Greggs CEO Roger Whiteside hailed the success of its partnership with Iceland but confirmed that he does not want to expand its branded product range beyond the frozen discounter.
“It went off like a rocket. The customers loved it,” Whiteside told food-to-go conference Lunch! on Friday.
“We were very happy with the returns we were making with Iceland, but the thing that worried me when I carried out the strategic review was the famous story about Thorntons chocolates,” he said.
The premium chocolate brand’s former chairman Peter Thornton told The Guardian in May 2011 that its profits were undermined by the domination of supermarket sales and “robot-packed” boxes in preference to the in-store experience.
Whiteside said: “Even though I couldn’t prove really that there was a cannibalisation of sales going on because the supporters of that initiative were saying that’s a different time of the day, you can have your cake and eat it, I was just suspicious.
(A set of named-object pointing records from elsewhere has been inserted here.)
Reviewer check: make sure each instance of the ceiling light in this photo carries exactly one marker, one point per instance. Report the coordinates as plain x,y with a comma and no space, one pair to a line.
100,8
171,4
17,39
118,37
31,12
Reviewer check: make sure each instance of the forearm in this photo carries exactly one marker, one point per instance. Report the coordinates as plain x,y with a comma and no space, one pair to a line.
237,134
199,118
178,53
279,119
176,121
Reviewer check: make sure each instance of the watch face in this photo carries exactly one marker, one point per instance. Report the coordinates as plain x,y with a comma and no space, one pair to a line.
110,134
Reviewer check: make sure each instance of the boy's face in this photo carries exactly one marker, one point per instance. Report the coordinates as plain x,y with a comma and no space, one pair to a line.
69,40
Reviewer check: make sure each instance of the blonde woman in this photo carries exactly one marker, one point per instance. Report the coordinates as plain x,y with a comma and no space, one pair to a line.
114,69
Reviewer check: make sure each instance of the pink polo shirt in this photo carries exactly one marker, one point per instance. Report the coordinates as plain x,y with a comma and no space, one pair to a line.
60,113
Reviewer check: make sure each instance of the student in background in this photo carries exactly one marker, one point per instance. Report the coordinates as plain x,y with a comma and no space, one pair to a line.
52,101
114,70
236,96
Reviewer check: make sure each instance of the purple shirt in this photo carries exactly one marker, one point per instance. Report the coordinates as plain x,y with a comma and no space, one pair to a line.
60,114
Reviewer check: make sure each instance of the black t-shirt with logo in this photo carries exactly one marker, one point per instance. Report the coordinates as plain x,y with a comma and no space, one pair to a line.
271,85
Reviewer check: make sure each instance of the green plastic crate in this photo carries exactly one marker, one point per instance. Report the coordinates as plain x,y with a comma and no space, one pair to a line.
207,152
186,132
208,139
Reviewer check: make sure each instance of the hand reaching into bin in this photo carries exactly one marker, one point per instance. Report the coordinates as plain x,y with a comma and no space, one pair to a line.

I just felt if you went much further, you’d be having everyone eating Greggs at home from the freezer and people being less inclined to have Greggs when they’re out and about.
“So I decided Iceland is fine, we’ll stop there and make it exclusive to Iceland and carry on that way, so that’s where we’re stopping. So whilst I’m around, no more wholesalers.”
Iceland’s range of Greggs products includes sausage rolls, steak bakes, sausage & bean melts, chicken bakes, bacon & cheese wraps, corned beef bakes, cheese & onion bakes, vegetable pasties and scotch pies.